Жутковатая тишина повисла в изукрашенных гербами стенах. Граф только старательно ставил камейный оттиск на следующем письме.

– Намерены ли вы добровольно сдать оружие и все имеющиеся у вас противозаконные бумаги и добровольно следовать за нами? – чуть менее уверенным голосом прервал напряженную тишину поручик.

– Бумаги… – так же гулко отозвался Мамонов. – Искать бумаги вздумали! Канальи! Так ищите! Ищите, псы! – И снова захохотал, указывая на не по теплому времени года затопленную в этом зале печь.

«Сжечь успел! – догадался Толстой. – Пока мы от одних запертых ворот к другим да к третьим объезжали, успел сжечь. И что ж… Все к лучшему. К лучшему все».

Дальнейшее проходило в полнейшей тишине. Вызванный со двора караул отобрал у графа пистолеты. Приданные в подмогу поручику жандармские залу за залой производили во всем главном усадебном доме поиск недозволенных бумаг. Сам Владимир Иванович тем временем оглядывал в соседнем с Гербовым залом кабинете обширную библиотеку графа.

Через пару часов, когда и караул, не найдя ничего значительного, от бесполезного обыска устал, и поручик уже намеревался будить прикорнувшего на кушетке уездного предводителя, чтобы отправляться обратно в Москву, Толстой почти случайно достал с полки том стихотворений Батюшкова. Открыл, и из пустого пространства, выдолбленного внутри тома, посыпались испещренные зыбким почерком страницы.

«Пункты преподаваемого во внутреннем ордене учения», – значилось на первой из страниц.

Среди прочих наспех прочитанных «пунктов» к вящему своему ужасу поручик успел заметить «ограничение самодержавия посредством Сената», «введение военного книгопечатания», «откуп водочной и соляной монополии», «лишение иноземцев всякого влияния на дела государственные», «конечное падение, а если возможно, смерть иноземцев, посты занимающих».

«Членами Сената должно быть лицам, частью имеющим на то право происхождением – двести наследственных магнатов, частью – выборным от дворянства и городов. Без согласия Сената Государь не может создавать новые законы и отменять старые, устанавливать налоги, объявлять войну, заключать договоры, назначать на высшие должности…» – не веря своим глазам, читал Толстой.

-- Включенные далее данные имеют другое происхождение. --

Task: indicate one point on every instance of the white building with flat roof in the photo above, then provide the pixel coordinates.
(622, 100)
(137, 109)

На следующей из выпавших бумаг почерком Матвея Александровича был записан проект учреждения «народного веча вельмож и мещан, общим числом до трех тысяч, избираемых от всех сословий, включая и сельское».

Толстой невольно обернулся – не видит ли кто? Но так и не разбуженный князь Васильчиков посапывал и пофыркивал на кушетке, а сам граф, уяснивший, что поездки в Первопрестольную ему не миновать, под надзором одного из жандармских людей отправился собираться в дорогу.

«Таковые писания это даже не вызов генерал-губернатора на дуэль! Листки эти рудниками пахнут! Сибирью!» – с ужасом подумал поручик и прикрыл глаза.

Еще утром жизнь была на редкость хороша и приятна. Попил чаю с калачами и отправился на службу, предвкушая вечернюю поездку в Кунцево на дачу Пекарских, где увидит Лизаньку и станет долго гулять с ней по саду… А теперь…Что теперь? Этот лоснящийся щеголь корнет Ерофеев и кунцевский сосед Пекарских граф Андрей Илларионович Стромин через час-другой явятся пред ясны очи Лизаньки и наперебой примутся всячески очаровывать наивную девушку. А он вынужден будет и далее задерживаться здесь, в Дубровицах, в тридцати верстах совершенно в другую сторону от Москвы, решая, обязан ли он исполнить свой долг, а ежели да, то что именно в подобном случае должно быть долгом порядочного человека.